Abhishek Sah

cAdvisor high cardinality

November 18, 2023

cAdvisor is a popular utility that provides resource usage and performance characteristics of running containers. It collects, aggregates and exports metrics about running containers. It comes integrated inside the Kubelet binary inside Kubernetes clusters. We can collect the cAdvisor metrics from the Kubelet API Endpoint /metrics/cadvisor. cAdvisor metrics can be beneficial to look at the resource consumption of your workload to achieve optimal resource utilisation, debug issues with containers and usage trends. These metrics are represented in the Prometheus Exposition format.

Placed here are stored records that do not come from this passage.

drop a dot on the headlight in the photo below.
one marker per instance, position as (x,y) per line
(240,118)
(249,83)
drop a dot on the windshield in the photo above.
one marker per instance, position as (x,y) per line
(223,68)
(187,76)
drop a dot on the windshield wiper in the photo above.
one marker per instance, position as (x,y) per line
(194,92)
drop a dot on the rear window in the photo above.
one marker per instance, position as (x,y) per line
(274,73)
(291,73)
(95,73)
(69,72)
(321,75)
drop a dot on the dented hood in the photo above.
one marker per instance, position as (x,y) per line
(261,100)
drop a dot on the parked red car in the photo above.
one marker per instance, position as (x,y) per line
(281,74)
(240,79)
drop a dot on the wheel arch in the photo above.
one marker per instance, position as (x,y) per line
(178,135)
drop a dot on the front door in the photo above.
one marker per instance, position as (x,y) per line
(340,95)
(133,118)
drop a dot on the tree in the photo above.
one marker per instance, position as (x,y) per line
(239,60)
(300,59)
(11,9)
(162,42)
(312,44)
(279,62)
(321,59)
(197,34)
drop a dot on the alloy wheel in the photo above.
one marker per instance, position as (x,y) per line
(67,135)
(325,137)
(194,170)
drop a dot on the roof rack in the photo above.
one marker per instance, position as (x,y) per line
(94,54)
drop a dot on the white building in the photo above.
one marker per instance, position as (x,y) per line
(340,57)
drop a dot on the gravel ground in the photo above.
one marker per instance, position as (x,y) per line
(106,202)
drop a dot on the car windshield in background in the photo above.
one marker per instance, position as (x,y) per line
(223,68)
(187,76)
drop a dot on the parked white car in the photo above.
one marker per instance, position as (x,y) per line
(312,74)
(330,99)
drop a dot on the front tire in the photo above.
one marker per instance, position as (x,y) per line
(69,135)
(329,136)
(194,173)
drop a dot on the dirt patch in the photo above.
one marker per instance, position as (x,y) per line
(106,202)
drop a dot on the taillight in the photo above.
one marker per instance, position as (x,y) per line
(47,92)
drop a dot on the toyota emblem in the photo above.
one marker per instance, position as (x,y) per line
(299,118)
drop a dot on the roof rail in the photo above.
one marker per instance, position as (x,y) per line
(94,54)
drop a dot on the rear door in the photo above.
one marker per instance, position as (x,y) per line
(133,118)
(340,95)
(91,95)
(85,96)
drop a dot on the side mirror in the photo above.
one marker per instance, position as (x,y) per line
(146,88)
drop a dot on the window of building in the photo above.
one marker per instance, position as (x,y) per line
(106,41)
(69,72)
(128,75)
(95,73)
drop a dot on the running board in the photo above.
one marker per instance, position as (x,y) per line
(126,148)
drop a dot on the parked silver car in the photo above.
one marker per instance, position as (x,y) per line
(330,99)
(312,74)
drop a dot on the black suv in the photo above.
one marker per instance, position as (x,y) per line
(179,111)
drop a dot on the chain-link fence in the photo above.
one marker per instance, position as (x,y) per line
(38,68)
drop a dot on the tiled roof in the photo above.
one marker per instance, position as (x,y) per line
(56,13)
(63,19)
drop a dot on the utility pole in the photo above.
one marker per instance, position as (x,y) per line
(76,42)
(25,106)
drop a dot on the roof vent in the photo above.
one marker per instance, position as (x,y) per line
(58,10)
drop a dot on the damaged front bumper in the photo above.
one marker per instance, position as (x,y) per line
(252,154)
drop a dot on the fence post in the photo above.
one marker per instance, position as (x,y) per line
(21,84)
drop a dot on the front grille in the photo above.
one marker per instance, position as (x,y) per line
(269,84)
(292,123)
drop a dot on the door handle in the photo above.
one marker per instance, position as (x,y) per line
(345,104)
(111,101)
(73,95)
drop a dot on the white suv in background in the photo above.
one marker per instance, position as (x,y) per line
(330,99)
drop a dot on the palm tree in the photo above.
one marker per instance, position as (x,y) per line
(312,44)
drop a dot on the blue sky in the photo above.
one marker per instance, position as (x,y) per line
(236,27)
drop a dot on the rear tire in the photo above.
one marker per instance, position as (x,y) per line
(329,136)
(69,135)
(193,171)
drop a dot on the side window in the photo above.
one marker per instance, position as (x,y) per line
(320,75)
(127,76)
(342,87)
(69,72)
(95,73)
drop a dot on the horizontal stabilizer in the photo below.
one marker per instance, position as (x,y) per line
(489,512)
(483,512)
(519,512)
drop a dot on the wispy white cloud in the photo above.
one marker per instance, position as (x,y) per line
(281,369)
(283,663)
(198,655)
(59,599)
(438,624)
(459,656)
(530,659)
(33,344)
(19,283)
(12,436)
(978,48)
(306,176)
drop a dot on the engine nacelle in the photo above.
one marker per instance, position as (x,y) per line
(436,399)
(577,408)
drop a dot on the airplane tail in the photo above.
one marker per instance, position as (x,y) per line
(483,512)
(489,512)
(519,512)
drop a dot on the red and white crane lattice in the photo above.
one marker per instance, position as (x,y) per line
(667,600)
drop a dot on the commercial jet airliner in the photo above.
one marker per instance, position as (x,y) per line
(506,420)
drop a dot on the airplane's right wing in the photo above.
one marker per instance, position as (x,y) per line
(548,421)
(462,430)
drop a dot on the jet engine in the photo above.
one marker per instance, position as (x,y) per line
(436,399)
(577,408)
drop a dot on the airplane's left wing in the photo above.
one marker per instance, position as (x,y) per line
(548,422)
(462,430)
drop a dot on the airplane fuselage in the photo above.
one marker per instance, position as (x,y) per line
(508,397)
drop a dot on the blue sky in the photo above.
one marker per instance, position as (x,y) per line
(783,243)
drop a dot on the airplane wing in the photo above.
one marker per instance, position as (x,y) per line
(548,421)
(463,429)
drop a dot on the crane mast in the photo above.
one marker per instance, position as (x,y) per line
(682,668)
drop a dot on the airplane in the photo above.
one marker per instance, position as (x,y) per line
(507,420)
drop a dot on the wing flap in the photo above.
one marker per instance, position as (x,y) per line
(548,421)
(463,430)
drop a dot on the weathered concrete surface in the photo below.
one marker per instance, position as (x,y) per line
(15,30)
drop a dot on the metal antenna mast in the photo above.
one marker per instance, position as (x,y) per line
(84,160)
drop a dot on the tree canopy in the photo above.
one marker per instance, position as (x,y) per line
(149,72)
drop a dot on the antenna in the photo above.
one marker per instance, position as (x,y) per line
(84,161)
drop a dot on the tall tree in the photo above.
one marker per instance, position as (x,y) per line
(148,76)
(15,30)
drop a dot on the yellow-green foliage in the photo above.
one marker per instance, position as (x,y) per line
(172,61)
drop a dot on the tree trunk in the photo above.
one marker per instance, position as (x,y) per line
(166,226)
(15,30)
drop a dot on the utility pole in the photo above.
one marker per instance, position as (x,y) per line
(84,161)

Here is an example metric for CPU Utilisation:

# HELP container_cpu_system_seconds_total Cumulative system cpu time consumed in seconds.
# TYPE container_cpu_system_seconds_total counter
container_cpu_system_seconds_total{container="",id="/kubepods.slice/kubepods-besteffort.slice/kubepods-besteffort-pod05b3ee07_a2bd_47e7_9599_7961201f20dd.slice",image="",name="",namespace="test",pod="test-workload-7756958c5b-qtkgc"} 22.65 1699453605805

Since cAdvisor or Kubelet doesn’t store these metrics, one can not query historical data, which means users should periodically scrape these metrics and store them in some observability server like Prometheus or Grafana Mimir, etc.

Scraping cAdvisor

Since one cAdvisor instance is running per node, we will need to scrape all of them to get the complete picture of the resource utilisation. At Pixxel, we deploy Open Telemetry collectors as Daemonset to scrape metrics from pods running on all the nodes. That means each node will have one OTEL collector pod scraping the cAdvisor metrics(along with other endpoints).

The following snippet describes how you can scrape cAdvisor metrics using OTEL pods:

receivers:
  prometheus:
    config:
      scrape_configs:
        - job_name: cadvisor
          scheme: https
          tls_config:
            ca_file: /var/run/secrets/kubernetes.io/serviceaccount/ca.crt
            insecure_skip_verify: true
          bearer_token_file: /var/run/secrets/kubernetes.io/serviceaccount/token
          kubernetes_sd_configs:
            - role: node
          relabel_configs:
            - action: labelmap
              regex: __meta_kubernetes_node_label_(.+)
            - target_label: __address__
              replacement: kubernetes.default.svc.cluster.local:443
            - source_labels: [__meta_kubernetes_node_name]
              regex: (.+)
              target_label: __metrics_path__
              replacement: /api/v1/nodes/$$${1}/proxy/metrics/cadvisor

The above should look familiar if you have experience configuring Prometheus. OTEL collector can be a drop-in replacement for Prometheus for scraping with some added benefits - like env variable support. We are scraping the cAdvisor target by doing Kubernetes Node Service discovery. The kubernetes_sd_configs retrievs scrape targets from Kubernetes REST API. The role: node discovers one target per cluster node with the address defaulting to the Kubelet’s HTTP port. We are explicitly setting the address(host and port) and path of the scrape target to the local API Server. I’ll quote Kubernetes documentation on how this address is formed:

The API server’s in-cluster address is also published to a Service named kubernetes in the default namespace so that pods may reference kubernetes.default.svc as a DNS name for the local API server.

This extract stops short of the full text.